The Coral is that rare current British band that holds no debt to either Radiohead or the Strokes. The Coral is in fact incomparable to any of its fellow Brit bands. Instead it has forged its own path, mostly through the history of California sounds. This group is so left field that even that description does its schizophrenic rock no justice.

The Coral is that rare current British band that holds no debt to either Radiohead or the Strokes. Though it was formed partly as an Oasis cover band, the Coral is in fact incomparable to any of its fellow Brit bands (save, maybe, Gomez). Instead it has forged its own path, mostly through the history of California sounds. That means that the songs on the Coral’s self-titled Columbia/Deltasonic debut run the gamut from ’50s doo-wop to ’60s surf and psychedelia, ’70s folk and punk rock and – most unusually – sea chanties from the 1800s or before.
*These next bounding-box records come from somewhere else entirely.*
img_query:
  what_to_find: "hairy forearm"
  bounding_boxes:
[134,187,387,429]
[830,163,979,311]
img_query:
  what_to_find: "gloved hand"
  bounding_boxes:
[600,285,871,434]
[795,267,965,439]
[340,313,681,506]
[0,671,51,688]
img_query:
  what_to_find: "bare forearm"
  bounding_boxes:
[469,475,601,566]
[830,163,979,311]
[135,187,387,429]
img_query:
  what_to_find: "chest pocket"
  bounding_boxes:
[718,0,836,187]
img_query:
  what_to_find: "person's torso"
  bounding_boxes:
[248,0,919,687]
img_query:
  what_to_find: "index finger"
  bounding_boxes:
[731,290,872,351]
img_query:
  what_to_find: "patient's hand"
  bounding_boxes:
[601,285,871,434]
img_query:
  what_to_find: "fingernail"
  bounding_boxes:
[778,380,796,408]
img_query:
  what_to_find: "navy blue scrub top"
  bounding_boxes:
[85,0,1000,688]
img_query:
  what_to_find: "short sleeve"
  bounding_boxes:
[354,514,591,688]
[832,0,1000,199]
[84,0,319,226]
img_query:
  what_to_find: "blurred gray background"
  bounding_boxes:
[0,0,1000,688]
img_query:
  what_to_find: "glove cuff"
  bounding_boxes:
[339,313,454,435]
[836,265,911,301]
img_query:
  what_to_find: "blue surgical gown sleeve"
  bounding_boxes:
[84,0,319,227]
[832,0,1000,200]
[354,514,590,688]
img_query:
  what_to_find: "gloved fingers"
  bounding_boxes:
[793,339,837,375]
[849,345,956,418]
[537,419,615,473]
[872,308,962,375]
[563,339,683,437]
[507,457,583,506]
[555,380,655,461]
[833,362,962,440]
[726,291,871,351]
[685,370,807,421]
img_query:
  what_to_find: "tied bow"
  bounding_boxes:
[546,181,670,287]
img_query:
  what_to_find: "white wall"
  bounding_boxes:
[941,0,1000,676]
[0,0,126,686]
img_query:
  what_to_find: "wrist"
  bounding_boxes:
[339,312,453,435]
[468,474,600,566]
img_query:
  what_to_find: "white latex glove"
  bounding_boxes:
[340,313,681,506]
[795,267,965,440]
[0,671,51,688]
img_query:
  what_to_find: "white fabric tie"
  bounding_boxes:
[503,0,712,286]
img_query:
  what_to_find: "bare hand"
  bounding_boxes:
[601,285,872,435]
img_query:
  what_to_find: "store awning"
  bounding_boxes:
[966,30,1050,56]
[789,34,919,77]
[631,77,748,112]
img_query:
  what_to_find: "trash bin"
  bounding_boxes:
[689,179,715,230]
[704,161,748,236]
Truth be told, most of the band’s songs probably wouldn’t sound out of place on the soundtrack to the upcoming “Pirates of the Caribbean” film, and that’s a compliment: This group is so left field that even that description does its schizophrenic rock no justice.

Like many in the history of quirk pop, the Coral seems oblivious (or uncaring) of its all-over-the-place sound. Free-jazz freakouts become raging death-metal solos; well-versed pop hooks devolve into oompah riffs; and a story song about working-class men has the lead character transforming into a plant. With most of the band members still in their teens, this all becomes very exciting; if they’re this bizarre now, imagine the versatility of their output when they’ve had some time to mature.

The late Frank Zappa would likely be proud of how his music has influenced this band; he’s one of the few notable artists to which the Coral warrants a comparison. Another, though, is Ween, which has recently found a new career playing for fans of jam bands like Phish. The Coral would be wise to follow this path – it was obvious that a set-ending 20-minute-plus version of “Goodbye” showcased just the beginning of what this band could accomplish if it added more improvisation into an already overflowing sonic stew.

The Coral

House of Blues; 1,000 capacity; $14

Production

Presented inhouse.

Cast

Band: James Skelly, Ian Skelly, Nick Power, Bill Ryder-Jones, Lee Southall, Paul Duffy. Reviewed May 20, 2003.